Zur Transparenz verpflichtet
Im Kern geht es um die Schaffung von Transparenz. So werden Unternehmen zukünftig verpflichtet den Anteil an Umsatzerlösen, Investitionsausgaben und Betriebsausgaben anzugeben, die mit nachhaltigen Wirtschaftsaktivitäten verbunden sind. Diese Regelungen gelten zunächst für bestimmte große Unternehmen. In kommenden Jahren werden sie aber ratierlich auf kleinere Unternehmen und auch inhaltlich ausgeweitet. Wir erwarten in diesem Zusammenhang, dass berichtspflichtige Unternehmen ihre Lieferanten und Dienstleister auffordern werden, Informationen zur Nachhaltigkeit beizusteuern und Vorgaben zu definieren. Sie werden ggf. eine künftige Zusammenarbeit davon abhängig machen.

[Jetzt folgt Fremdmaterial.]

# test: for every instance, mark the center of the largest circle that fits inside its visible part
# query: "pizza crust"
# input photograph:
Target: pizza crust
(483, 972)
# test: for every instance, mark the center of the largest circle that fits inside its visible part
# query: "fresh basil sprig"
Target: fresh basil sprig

Welche Konsequenzen hat dies für mittelständische Unternehmen?
Gerade für den Mittelstand besteht die Herausforderung darin, diese Abhängigkeit als Teil spezifischer Lieferketten zu beeinflussen oder deren Druck Stand zu halten und zudem das eigene Geschäftsmodell hin zu klimaverträglichen und sozialverträglichen Wirtschaften zu transformieren.
Für die Umsetzung dieser Entwicklungen braucht es nachhaltigkeitsbezogene Informationen und deren Bewertung. Hierzu müssen Unternehmen ihre bewährten IT-Systeme, interne Abläufe- und Kontrollsysteme, Planungen, Investitionsstrategien, Compliance- und Risikomanagementsysteme anpassen.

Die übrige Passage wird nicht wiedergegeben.